Los símbolos huecos de Nicolas Winding Refn giran alrededor de la fascinación que sigue demostrando por la iconografía mitológica y psicoanalítica. La estatua, otra vez, que le restregó a su público para representar a la masculinidad belicosa de las deidades grecolatinas, por ejemplo. En su nueva película ilustra el rito del canibalismo que fortalece el alma, el vínculo lunar de la sexualidad femenina y la pérdida de la inocencia con imágenes tan recurridas como los espejos y tan dispares como un puma encerrado en un cuarto de hotel que pide a gritos las fantasiosas interpretaciones de la fanaticada, como la cabra en el crucifijo de Jodorowsky o el oso de Luis Buñuel en “El ángel exterminador” (1962).
“El demonio neón” puede jactarse de una congruencia que pocas obras de este corte tienen
No es la primera vez que un director llena su película de signos caprichosos y no será la última, pero lo que en un nombre consagrado como David Lynch parece natural, en el danés se siente artificioso por no estar respaldado en otra cosa que no sea parecerse a los maestros del cine de ruptura.
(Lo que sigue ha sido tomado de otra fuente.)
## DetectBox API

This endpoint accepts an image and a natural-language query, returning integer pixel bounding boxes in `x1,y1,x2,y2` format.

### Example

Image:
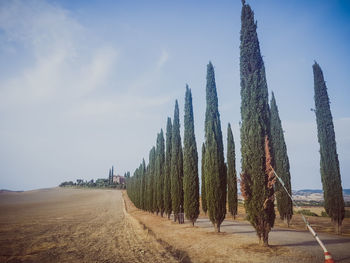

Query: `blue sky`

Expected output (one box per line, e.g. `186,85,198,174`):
0,0,350,190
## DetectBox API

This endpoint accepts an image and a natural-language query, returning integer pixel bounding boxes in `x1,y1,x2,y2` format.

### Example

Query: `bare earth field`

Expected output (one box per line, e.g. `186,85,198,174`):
123,193,350,263
0,188,350,263
0,188,177,262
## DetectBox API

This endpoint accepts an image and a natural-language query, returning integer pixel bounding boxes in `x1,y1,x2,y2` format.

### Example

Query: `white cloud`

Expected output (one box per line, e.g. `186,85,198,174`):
156,50,169,70
0,1,118,106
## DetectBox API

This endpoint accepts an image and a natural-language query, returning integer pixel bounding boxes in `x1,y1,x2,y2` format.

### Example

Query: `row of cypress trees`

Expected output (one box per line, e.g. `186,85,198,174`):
127,85,199,224
127,1,344,248
127,62,242,232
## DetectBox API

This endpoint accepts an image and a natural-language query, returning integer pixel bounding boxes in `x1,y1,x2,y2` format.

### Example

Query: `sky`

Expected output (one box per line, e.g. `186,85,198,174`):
0,0,350,190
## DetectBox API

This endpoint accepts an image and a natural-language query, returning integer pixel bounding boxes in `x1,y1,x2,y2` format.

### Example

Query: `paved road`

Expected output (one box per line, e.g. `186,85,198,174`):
196,219,350,263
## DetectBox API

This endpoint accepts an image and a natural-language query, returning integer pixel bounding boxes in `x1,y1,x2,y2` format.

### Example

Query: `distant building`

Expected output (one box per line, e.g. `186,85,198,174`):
112,175,125,184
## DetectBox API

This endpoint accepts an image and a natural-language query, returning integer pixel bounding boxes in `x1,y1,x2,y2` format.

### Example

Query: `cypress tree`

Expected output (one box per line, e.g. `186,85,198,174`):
240,1,275,246
270,92,293,226
183,85,199,225
156,130,165,217
201,142,208,214
164,117,173,219
227,123,238,221
140,159,146,210
171,100,184,222
147,147,156,213
312,62,345,234
205,62,226,232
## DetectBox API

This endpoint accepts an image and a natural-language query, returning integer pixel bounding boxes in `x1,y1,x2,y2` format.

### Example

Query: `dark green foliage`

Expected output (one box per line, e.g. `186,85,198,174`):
201,142,208,214
156,130,165,216
240,1,275,245
183,85,199,225
205,62,226,232
171,100,183,220
164,117,173,218
139,159,147,210
270,92,293,226
146,147,156,213
227,123,238,218
297,209,318,216
312,62,345,233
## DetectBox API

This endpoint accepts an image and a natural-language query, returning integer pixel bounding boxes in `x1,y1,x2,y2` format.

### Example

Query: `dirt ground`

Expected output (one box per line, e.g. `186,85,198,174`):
123,193,314,262
0,188,350,263
0,188,178,262
226,204,350,237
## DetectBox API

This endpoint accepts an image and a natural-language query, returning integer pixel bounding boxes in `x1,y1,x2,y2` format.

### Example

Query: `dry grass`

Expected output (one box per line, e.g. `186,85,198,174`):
0,188,177,262
123,192,311,262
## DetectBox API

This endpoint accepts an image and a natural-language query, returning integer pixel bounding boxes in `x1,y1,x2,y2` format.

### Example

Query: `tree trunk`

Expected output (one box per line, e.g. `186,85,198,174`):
214,224,220,233
335,222,342,235
259,232,269,247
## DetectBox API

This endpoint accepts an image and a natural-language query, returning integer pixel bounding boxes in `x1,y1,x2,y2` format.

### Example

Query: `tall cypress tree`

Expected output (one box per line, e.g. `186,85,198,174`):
171,100,184,224
156,130,165,219
183,85,199,225
205,62,227,232
227,123,238,218
240,1,275,246
164,117,173,219
201,142,208,214
147,146,156,213
270,92,293,226
140,159,146,210
312,62,345,234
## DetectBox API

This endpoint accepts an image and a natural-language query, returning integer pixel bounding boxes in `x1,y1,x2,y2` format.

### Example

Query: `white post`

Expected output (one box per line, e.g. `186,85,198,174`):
273,169,328,255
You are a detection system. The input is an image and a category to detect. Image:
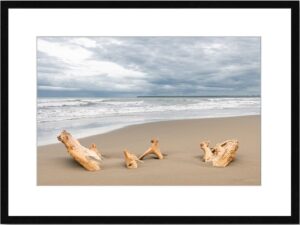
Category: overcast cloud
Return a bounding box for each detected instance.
[37,37,260,96]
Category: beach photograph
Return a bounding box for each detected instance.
[36,36,261,186]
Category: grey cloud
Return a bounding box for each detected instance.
[38,37,260,95]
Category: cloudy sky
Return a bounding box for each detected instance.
[37,37,260,97]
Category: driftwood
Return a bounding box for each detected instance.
[139,138,164,159]
[200,140,239,167]
[123,149,143,169]
[57,130,101,171]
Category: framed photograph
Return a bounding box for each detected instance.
[1,1,299,224]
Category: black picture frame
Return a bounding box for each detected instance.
[1,1,299,224]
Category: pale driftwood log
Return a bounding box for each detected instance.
[57,130,101,171]
[139,138,164,159]
[123,149,143,169]
[200,140,239,167]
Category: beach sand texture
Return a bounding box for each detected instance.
[37,116,261,185]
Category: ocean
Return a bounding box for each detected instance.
[37,97,260,145]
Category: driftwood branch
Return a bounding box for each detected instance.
[200,140,239,167]
[139,138,164,159]
[124,149,143,169]
[57,130,101,171]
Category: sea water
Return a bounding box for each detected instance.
[37,97,260,145]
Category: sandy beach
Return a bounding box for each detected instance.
[37,116,261,185]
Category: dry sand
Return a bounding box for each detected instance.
[37,116,261,185]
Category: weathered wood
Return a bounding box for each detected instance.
[200,140,239,167]
[139,138,164,159]
[57,130,101,171]
[123,149,143,169]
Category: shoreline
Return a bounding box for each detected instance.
[37,114,261,147]
[37,115,261,186]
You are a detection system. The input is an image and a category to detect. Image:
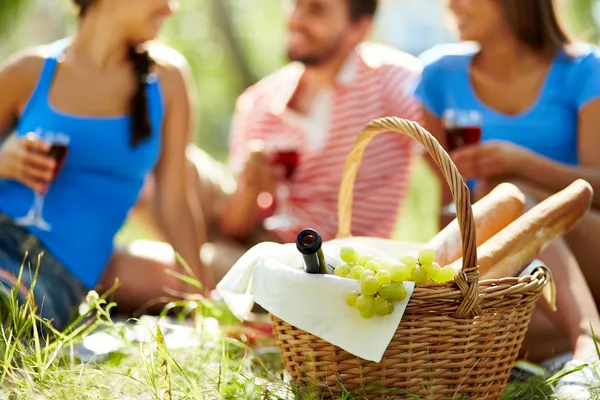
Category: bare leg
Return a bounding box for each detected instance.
[98,240,251,313]
[525,239,600,361]
[100,146,247,312]
[478,181,600,361]
[508,178,600,304]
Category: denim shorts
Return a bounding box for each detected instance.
[0,213,89,330]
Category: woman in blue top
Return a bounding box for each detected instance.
[0,0,209,328]
[416,0,600,357]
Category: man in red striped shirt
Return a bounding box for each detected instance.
[221,0,421,242]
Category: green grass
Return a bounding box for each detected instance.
[0,256,596,400]
[0,163,596,400]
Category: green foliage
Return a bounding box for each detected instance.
[0,0,30,37]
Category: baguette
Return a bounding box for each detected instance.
[451,179,594,279]
[427,183,525,265]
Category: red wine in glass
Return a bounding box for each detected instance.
[264,145,300,230]
[446,126,481,151]
[273,150,300,180]
[15,129,69,232]
[442,108,483,216]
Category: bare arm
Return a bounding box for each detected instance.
[220,95,275,239]
[518,99,600,208]
[155,52,215,290]
[0,48,44,141]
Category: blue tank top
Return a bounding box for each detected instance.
[415,43,600,165]
[0,41,163,289]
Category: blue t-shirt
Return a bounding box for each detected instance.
[0,40,163,288]
[415,43,600,165]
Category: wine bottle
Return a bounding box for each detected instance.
[296,229,335,274]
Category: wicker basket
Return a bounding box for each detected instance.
[271,118,550,399]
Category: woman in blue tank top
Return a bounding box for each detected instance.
[416,0,600,368]
[0,0,206,329]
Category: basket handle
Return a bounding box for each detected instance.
[337,117,481,317]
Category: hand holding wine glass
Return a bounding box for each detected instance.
[15,129,69,231]
[264,138,300,230]
[0,133,56,193]
[442,108,483,217]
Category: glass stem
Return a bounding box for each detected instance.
[33,192,46,219]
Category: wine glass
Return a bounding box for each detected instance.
[15,129,69,232]
[442,108,483,217]
[264,140,300,230]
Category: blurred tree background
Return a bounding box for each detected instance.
[0,0,600,240]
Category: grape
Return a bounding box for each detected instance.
[333,264,350,278]
[365,260,381,272]
[375,269,392,285]
[388,303,394,315]
[340,247,358,262]
[346,290,359,307]
[360,276,381,295]
[378,283,394,300]
[388,282,408,301]
[439,265,456,283]
[373,296,391,316]
[387,263,410,282]
[356,294,375,312]
[360,269,375,282]
[418,249,435,265]
[400,256,419,272]
[350,265,365,280]
[421,261,442,282]
[356,256,373,267]
[411,267,429,283]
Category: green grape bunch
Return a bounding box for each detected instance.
[334,247,455,319]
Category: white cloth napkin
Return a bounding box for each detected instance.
[217,237,422,362]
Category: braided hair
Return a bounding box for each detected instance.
[73,0,154,147]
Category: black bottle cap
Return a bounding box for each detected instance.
[296,229,323,255]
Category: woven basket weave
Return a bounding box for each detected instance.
[270,118,550,399]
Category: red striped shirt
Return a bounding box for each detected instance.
[230,43,422,242]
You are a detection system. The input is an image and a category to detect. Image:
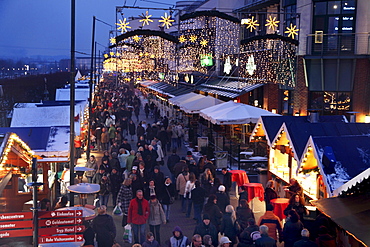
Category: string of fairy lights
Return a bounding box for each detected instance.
[104,11,299,87]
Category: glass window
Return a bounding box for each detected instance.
[314,2,327,15]
[328,1,341,15]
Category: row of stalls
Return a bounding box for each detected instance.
[250,113,370,246]
[0,77,89,212]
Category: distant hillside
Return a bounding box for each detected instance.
[0,72,70,103]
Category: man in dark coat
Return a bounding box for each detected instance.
[93,205,116,247]
[293,228,317,247]
[222,168,232,193]
[256,225,276,247]
[193,214,218,246]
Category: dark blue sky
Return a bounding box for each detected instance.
[0,0,176,59]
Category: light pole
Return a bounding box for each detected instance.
[69,0,76,207]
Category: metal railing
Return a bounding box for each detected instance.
[306,33,370,56]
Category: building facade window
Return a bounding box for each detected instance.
[311,0,356,54]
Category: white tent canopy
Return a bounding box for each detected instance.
[168,93,205,106]
[180,96,224,114]
[200,101,278,125]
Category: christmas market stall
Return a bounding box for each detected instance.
[0,132,49,212]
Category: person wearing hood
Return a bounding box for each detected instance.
[128,190,150,246]
[93,205,116,247]
[167,226,190,247]
[193,214,218,246]
[148,195,166,243]
[203,195,222,231]
[142,232,161,247]
[216,185,230,213]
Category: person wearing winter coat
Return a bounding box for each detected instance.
[258,204,283,242]
[98,176,111,206]
[256,225,276,247]
[118,148,130,171]
[117,178,132,227]
[236,199,254,231]
[184,173,196,218]
[203,195,222,231]
[237,218,259,247]
[128,120,136,142]
[220,205,240,246]
[283,210,304,247]
[148,195,166,243]
[191,181,206,224]
[166,226,190,247]
[85,155,98,183]
[127,190,150,244]
[161,176,175,222]
[176,168,189,213]
[109,168,122,207]
[193,214,218,246]
[216,185,230,213]
[93,205,116,247]
[142,232,161,247]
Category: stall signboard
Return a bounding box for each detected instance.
[38,210,82,219]
[39,218,82,227]
[39,235,83,244]
[39,225,85,235]
[0,212,32,221]
[0,220,33,230]
[0,228,33,239]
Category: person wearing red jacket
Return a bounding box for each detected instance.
[127,190,150,244]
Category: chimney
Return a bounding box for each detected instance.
[308,109,319,123]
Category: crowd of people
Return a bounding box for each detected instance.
[60,79,336,247]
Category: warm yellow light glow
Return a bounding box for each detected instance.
[159,12,175,29]
[284,23,299,39]
[265,15,280,31]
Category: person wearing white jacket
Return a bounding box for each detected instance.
[184,173,196,218]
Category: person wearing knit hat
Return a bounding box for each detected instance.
[170,226,190,247]
[194,214,218,246]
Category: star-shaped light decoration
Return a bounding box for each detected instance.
[245,55,257,75]
[116,18,131,33]
[247,16,260,32]
[284,23,299,39]
[200,39,208,46]
[179,35,186,43]
[189,34,198,43]
[132,35,141,43]
[159,12,175,29]
[139,11,153,26]
[265,15,280,31]
[224,57,232,75]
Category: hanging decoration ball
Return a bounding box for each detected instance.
[159,12,175,29]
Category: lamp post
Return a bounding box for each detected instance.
[69,0,76,207]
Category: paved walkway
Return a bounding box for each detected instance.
[76,101,264,246]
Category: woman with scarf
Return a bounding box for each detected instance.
[127,190,150,244]
[148,195,166,244]
[161,176,175,222]
[117,178,132,227]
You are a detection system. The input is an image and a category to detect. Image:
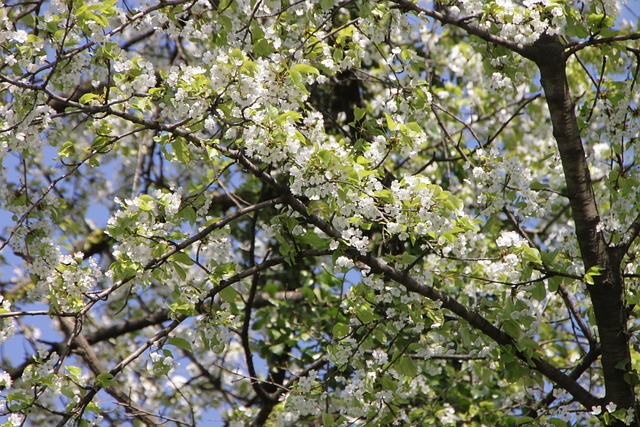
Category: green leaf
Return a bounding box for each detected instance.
[96,372,113,388]
[356,304,375,323]
[331,323,350,338]
[253,39,275,57]
[396,356,418,378]
[290,64,320,74]
[384,113,398,130]
[167,337,193,352]
[171,252,193,265]
[78,92,100,105]
[547,418,569,427]
[584,265,606,285]
[531,282,547,301]
[219,286,238,303]
[171,138,191,163]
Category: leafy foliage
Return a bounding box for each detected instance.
[0,0,640,426]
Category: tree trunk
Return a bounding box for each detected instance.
[525,36,635,425]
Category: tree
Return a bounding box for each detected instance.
[0,0,640,426]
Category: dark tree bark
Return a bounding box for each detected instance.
[523,36,635,425]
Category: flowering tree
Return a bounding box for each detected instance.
[0,0,640,426]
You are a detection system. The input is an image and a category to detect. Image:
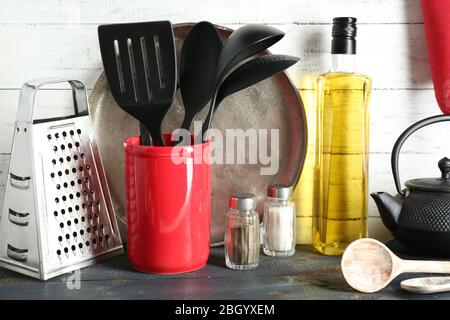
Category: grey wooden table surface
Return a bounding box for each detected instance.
[0,246,450,300]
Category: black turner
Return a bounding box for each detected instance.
[98,21,177,146]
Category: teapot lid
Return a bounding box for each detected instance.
[405,158,450,192]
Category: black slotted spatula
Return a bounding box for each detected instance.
[98,21,177,146]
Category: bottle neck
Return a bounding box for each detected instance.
[330,53,356,73]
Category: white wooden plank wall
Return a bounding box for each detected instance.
[0,0,450,238]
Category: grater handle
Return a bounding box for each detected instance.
[16,78,88,123]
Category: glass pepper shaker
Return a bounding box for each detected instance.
[225,193,260,270]
[263,184,296,257]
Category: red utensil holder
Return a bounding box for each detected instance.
[124,135,211,274]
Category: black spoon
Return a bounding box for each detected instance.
[202,54,300,132]
[201,24,284,140]
[180,21,223,144]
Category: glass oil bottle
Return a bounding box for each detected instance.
[312,17,372,255]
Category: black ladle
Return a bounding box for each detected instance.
[180,21,223,144]
[201,24,284,140]
[202,54,300,132]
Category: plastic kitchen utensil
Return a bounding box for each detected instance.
[341,238,450,293]
[98,21,177,146]
[203,54,300,132]
[0,79,123,280]
[180,21,223,139]
[371,115,450,257]
[400,277,450,294]
[202,24,284,141]
[125,134,211,274]
[89,23,307,244]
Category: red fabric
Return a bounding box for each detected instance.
[422,0,450,114]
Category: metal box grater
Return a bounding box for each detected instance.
[0,79,123,280]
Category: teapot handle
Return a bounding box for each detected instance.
[391,114,450,196]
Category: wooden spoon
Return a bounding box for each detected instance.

Lynch se suma a la ya demasiado larga lista de referencias que Winding Refn nos está obligando a sobrellevar en estas líneas, pero es que su “Mulholland Drive” (2001) también es una película a la que “El demonio neón” se parece mucho.
Lo que había que preguntarse entonces es qué tan auténtico termina siendo un intento de excentricidad. O si el estilo es una construcción que se planifica y se busca y se forza. O si hay un esquema, modelo, protocolo, instructivo, manual o directriz que nos indique a los creativos en qué minuto van las imágenes disruptivas, en qué acto ponemos “las secuencias oníricas” y qué filtros le ponemos encima a Keanu Reeves para que su papel de rudo no sea risible.
Además de su impresionante show visual y sus señas cabalísticas, “El demonio neón” puede jactarse de una congruencia que pocas obras de este corte tienen, ya que resulta ser un ejemplo ideal de la unión entre fondo y forma. Que Sontag nos sonría desde el cielo de los que tienen la razón, porque la frivolidad del mundo de la moda no podría estar mejor representada.